In Chicone and again in Scott we stated that knowledge of the illicit nature of a substance is an element of the crime of possession even though this element is not explicitly stated in the standard jury instructions. The instructions given by the trial court in this case only required the defendant be aware of the presence of the substance. As we did in both Scott and Chicone, we find these instructions to be inadequate because they do not require the State to prove the defendant had knowledge of the illicit nature of the substance he possessed. We find that the trial court's failure to grant Washington's request for the specific jury instruction was harmful error.
Therefore, we quash the decision of the district court of appeal and direct that Washington's conviction be reversed and this case remanded to the trial court for further proceedings.
It is so ordered.
I write separately for two reasons. First, I explain why the Chicone issue was preserved for review in this case.

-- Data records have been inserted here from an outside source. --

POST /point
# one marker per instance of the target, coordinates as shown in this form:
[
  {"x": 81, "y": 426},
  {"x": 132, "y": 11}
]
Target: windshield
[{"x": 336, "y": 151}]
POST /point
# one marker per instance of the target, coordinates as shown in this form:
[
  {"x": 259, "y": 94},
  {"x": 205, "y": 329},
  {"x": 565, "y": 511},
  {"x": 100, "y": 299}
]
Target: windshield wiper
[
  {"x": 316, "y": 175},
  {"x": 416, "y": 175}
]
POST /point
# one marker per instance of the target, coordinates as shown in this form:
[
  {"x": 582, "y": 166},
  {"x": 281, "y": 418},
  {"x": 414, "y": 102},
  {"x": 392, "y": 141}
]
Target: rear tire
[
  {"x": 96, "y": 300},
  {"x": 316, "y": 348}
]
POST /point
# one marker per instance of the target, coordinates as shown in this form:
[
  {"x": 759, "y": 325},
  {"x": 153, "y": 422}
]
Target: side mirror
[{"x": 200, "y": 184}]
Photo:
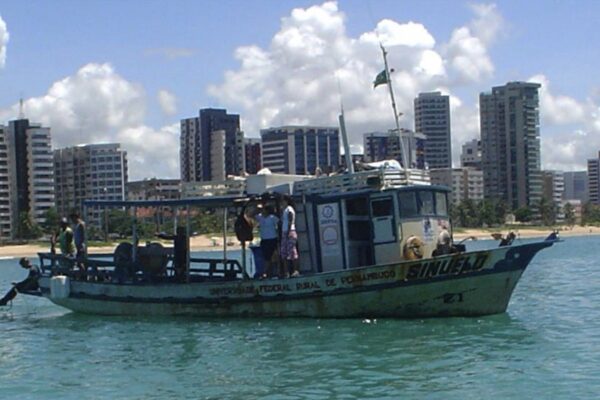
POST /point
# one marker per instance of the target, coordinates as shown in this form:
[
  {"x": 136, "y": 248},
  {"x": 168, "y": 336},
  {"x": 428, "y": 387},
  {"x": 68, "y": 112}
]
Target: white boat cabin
[{"x": 367, "y": 221}]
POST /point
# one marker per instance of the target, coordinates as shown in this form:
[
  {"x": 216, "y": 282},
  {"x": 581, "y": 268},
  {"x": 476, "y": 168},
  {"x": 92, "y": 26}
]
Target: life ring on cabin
[{"x": 413, "y": 248}]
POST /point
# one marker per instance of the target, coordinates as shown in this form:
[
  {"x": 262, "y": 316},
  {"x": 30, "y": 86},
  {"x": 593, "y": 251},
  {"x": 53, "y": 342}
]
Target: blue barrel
[{"x": 259, "y": 261}]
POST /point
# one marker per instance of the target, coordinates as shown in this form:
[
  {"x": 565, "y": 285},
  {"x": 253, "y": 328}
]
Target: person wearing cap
[
  {"x": 28, "y": 284},
  {"x": 65, "y": 239},
  {"x": 267, "y": 224}
]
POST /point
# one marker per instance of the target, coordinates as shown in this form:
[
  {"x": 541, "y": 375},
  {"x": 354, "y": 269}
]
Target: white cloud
[
  {"x": 467, "y": 50},
  {"x": 4, "y": 36},
  {"x": 95, "y": 105},
  {"x": 295, "y": 79},
  {"x": 488, "y": 23},
  {"x": 151, "y": 152},
  {"x": 557, "y": 109},
  {"x": 167, "y": 102}
]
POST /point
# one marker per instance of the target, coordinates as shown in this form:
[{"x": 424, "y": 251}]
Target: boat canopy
[{"x": 207, "y": 201}]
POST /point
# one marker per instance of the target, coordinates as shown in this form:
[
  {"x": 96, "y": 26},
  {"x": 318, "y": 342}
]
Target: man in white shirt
[
  {"x": 289, "y": 238},
  {"x": 267, "y": 225}
]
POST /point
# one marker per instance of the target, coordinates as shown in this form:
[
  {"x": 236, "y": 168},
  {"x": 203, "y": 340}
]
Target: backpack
[{"x": 243, "y": 227}]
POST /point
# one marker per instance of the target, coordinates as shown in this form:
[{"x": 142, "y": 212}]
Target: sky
[{"x": 128, "y": 70}]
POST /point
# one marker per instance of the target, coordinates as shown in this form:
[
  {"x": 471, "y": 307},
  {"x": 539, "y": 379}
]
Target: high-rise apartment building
[
  {"x": 28, "y": 181},
  {"x": 553, "y": 190},
  {"x": 510, "y": 144},
  {"x": 253, "y": 155},
  {"x": 432, "y": 118},
  {"x": 594, "y": 180},
  {"x": 300, "y": 150},
  {"x": 6, "y": 221},
  {"x": 576, "y": 185},
  {"x": 154, "y": 189},
  {"x": 466, "y": 183},
  {"x": 471, "y": 154},
  {"x": 379, "y": 146},
  {"x": 89, "y": 172},
  {"x": 214, "y": 134}
]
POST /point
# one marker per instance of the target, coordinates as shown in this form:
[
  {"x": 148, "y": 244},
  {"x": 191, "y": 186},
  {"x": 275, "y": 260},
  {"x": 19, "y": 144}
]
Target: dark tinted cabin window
[
  {"x": 359, "y": 230},
  {"x": 382, "y": 208},
  {"x": 425, "y": 202},
  {"x": 441, "y": 207},
  {"x": 408, "y": 204},
  {"x": 357, "y": 206}
]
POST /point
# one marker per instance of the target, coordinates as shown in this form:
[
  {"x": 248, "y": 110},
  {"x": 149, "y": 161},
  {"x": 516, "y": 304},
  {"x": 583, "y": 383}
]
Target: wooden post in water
[
  {"x": 188, "y": 234},
  {"x": 225, "y": 238}
]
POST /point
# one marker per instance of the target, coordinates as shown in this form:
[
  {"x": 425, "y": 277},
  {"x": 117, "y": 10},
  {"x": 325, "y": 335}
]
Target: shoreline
[
  {"x": 524, "y": 232},
  {"x": 207, "y": 243}
]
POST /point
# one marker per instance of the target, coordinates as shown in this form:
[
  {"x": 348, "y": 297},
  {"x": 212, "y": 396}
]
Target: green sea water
[{"x": 546, "y": 346}]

The record here reflects that the defense attorney submitted in writing a requested jury instruction based on Chicone, thereby satisfying the requirement of Florida Rule of Criminal Procedure 3.390(c) that requests for jury instructions not part of the Florida Standard Jury Instructions be submitted in writing to the trial court. Second, as I stated in my dissenting opinion in Scott v. State, 808 So.2d at 172 I again express concern regarding the applicability of the Chicone instruction and the Medlin presumption to cases of actual or constructive possession.
1. We do not address any other issues raised by the petitioner in his brief on the merits.
SHAW, ANSTEAD, PARIENTE, and LEWIS, JJ., concur. HARDING, J., concurs with an opinion. WELLS, C.J., dissents.